Last year’s 4G spectrum auction was much fiercer than expected, due mainly to the addition of two new players in the telecom sector – Ambit Microsystems and Taiwan Star. Ambit belongs to Terry Gou’s Hon Hai Group and Taiwan Star to the Wei family’s Ting Hsin International, both Taiwan-based conglomerates that made their fortunes chiefly in China, in electronics manufacturing and instant noodles sales respectively.

While Ambit is seen as a force to be reckoned with, serious doubt has been cast over Taiwan Star’s prospects. This past September, Ting Hsin’s owners were at the center of an ugly food safety scandal involving tainted cooking oil, leading to consumer boycotts against the entire group. Adding to the group’s woes, Taiwan’s nine major state-run banks froze credit lines to its companies.

“The growth rates of Taiwan Star in both subscriber number and revenues are no doubt affected by the scandal, meaning it will find it difficult to reach the break-even point,” says Kuang Chiu-huang, an assistant professor at National Cheng Kung University’s Institute of Telecommunications Management. “Although its churn rate [subscriber loss rate] will be stable for a while, given that most of its two-year contracts for mobile services were done before the scandal unfolded, the company’s capital would be burned out quickly if it cannot change the adverse image.”

Chairman Wei Ying-chiao Taiwan Star
Chairman Wei Ying-chiao and other executives promote Taiwan Star, an investment of the embattled Ting Hsin group.

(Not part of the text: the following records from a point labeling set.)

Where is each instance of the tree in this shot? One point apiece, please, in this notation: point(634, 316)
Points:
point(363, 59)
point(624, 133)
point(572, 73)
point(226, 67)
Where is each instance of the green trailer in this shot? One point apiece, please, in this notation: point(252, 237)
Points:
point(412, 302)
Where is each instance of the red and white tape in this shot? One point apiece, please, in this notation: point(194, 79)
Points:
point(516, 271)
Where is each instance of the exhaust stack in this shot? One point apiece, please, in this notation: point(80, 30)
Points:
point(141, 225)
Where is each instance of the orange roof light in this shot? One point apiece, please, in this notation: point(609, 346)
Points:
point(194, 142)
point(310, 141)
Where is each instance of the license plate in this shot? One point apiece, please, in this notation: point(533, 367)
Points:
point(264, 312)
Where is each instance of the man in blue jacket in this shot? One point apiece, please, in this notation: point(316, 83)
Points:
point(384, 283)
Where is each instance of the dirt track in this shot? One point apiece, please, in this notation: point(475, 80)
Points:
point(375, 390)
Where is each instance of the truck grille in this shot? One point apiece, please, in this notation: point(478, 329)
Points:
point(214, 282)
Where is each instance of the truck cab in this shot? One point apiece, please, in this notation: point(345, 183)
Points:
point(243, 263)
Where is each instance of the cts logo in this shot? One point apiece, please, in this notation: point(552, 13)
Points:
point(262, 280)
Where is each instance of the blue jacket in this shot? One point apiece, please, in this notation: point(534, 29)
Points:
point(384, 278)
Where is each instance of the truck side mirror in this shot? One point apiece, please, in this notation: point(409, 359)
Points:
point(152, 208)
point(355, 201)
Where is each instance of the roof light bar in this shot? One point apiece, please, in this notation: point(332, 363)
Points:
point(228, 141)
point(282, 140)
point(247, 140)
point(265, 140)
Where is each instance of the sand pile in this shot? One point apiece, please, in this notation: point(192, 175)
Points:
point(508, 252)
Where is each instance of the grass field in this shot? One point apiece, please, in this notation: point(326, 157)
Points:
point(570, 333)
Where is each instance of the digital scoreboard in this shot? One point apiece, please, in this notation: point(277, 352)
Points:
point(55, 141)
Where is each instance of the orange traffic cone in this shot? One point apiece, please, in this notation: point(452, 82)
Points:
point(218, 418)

Huang adds that Taiwan Star is therefore a potential acquisition target both for Far EasTone and the Hon Hai Group, “since they could expand their market shares from that merger activity.”

If Taiwan Star instead decides to try to weather the boycott, however, it will have to shoulder high costs not only for advertising and brick-and-mortar service outlets but also for the completion of its 4G base station network. The number of base stations an operator has installed is crucial for good coverage, which in turn is vital for customer satisfaction. Spotty signals in rural and mountainous areas are the number-one complaint of consumer rights advocates.

But building a comprehensive network is extremely costly. “The hardware for just one such base station costs around US$50,000, while the rental fee for the rooftop or plot of land where it is installed can reach to between US$1,000 and US$2,000 per month in urban areas.” Renting space to lay the wire from the base station to the data terminal is also costly, “setting the operator back by at least another US$600 per month” for each station, says Kuang.

Telecom operators are reluctant to divulge the number and locations of their 4G base stations, “since they dread possible public backlash over health concerns,” in the words of an industry insider. But to give some indication of the volume, Taiwan Mobile alone reportedly plans to deploy between 8,000 and 10,000 4G base stations.

Ting Hsin, which according to media reports is currently looking to divest itself of Taiwan-based assets, seems in no position to provide Taiwan Star with the financial support it will need.